Come mostrarla? Attraverso i nostri atti di trasformazione interiore, di cambiamento del cuore, come intendeva fare Gesù: cambiare il cuore dell’uomo in profondità. Lo dice ancora Paolo nella lettera ai Galati: «Siete stati chiamati a libertà. Purché questa libertà non divenga un pretesto per vivere secondo la carne, ma mediante la carità siate a servizio gli uni degli altri». Li aiuta in questo lo Spirito del Signore. «Il frutto dello Spirito è amore, gioia, pace, pazienza, benevolenza, bontà, fedeltà, mitezza, dominio di sé; contro queste cose non c’è legge» (Gal 5, 13-23). In tal modo il cristiano raggiunge la vera libertà e di conseguenza la totale liberazione dal dominio della legge e del proprio egoismo. Sono questi i segni della Risurrezione che irrompe in noi e nel mondo globalizzato con gesti di liberazione e trasformazione.
Ildegarda di Bingen (1098-1179), una mistica tedesca del secolo XII, proclamata da Benedetto XVI Dottore della Chiesa (7 ottobre 2012), preferiva parlare non di croce ma di Risurrezione del Signore, come scoperta, come primavera, come nuova nascita, luce, risveglio, liberazione, come amore, speranza, riconciliazione, dono, fede (vedi pag. 79).

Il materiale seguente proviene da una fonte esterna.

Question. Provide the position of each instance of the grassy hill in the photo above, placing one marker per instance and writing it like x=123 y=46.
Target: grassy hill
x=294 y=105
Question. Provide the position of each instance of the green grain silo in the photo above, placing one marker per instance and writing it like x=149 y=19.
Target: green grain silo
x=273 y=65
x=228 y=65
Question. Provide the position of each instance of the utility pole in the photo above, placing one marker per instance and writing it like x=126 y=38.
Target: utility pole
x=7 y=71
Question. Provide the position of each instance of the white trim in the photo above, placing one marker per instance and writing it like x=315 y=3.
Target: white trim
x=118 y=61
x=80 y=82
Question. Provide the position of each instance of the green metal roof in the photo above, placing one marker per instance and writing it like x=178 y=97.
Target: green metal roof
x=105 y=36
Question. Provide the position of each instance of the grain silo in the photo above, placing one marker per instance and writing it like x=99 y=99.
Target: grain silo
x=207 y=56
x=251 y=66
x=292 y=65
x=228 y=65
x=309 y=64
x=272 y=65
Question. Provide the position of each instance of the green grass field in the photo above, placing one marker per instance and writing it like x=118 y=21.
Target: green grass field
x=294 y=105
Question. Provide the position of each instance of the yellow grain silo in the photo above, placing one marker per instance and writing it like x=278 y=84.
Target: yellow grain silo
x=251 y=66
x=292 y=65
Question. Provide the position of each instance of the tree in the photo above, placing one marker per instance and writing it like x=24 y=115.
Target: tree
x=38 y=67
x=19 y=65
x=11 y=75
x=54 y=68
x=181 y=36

Infine, il nostro cristianesimo è sovente accusato o almeno sospettato d’indottrinamento e di arroganza. In ogni caso la nostra società è profondamente scettica verso ogni certezza di verità. Succede anzi che la verità oggi è quello che ci fanno apparire sullo schermo. L’enciclica Fides et ratio del 1998 di Giovanni Paolo II afferma che «Si può definire l’essere umano… come colui che cerca la verità» (n. 28). L’oggetto della nostra verità, ossia della nostra fede, non sono le nostre parole o le nostre verità, ma è amare e conoscere Dio, o come diceva Galileo: la scienza insegna come vada il cielo non come si vada in cielo. Noi non possediamo la verità, né la padroneggiamo.
Di fronte alla scienza, alla ricerca, ma anche di fronte alla fede e alle affermazioni di altre religioni, dobbiamo mantenere una profonda umiltà. Proclamiamo un mistero, il mistero di Dio fatto uomo e non è facile spiegarlo nella sua realtà. Ognuno di noi non possiede tutta la verità; anch’io ho bisogno della verità degli altri. Sono un mendicante della verità, come tutti gli uomini di questo mondo. Dobbiamo perciò stare attenti al nostro facile chiacchiericcio sul Vangelo e sulla fede. Solo così possiamo distruggere le false immagini di Dio che potremmo essere tentati di adorare, e liberarci dalle trappole dell’ideologia e dell’arroganza circa la verità e la nostra fede, altrimenti anche noi rischiamo di cadere nel fondamentalismo religioso.
È la testimonianza dell’amore vissuto che conquista i cuori e la mente. Tu non credi; non preoccuparti, è Dio che crede in te. Non importa quante cose fai, ma quanto amore metti in ogni cosa che fai. «Non ci sarà chiesto se siamo stati credenti, ma se siamo stati credibili» (Rosario Levantino). Predicazione, catechesi, liturgie vengono dopo. Lo sottolinea papa Francesco: «Non siamo funzionari. Abbiamo tutti bisogno di tenerezza». Voglia di tenerezza è il titolo di un film del 1983 di T. L. Brooks.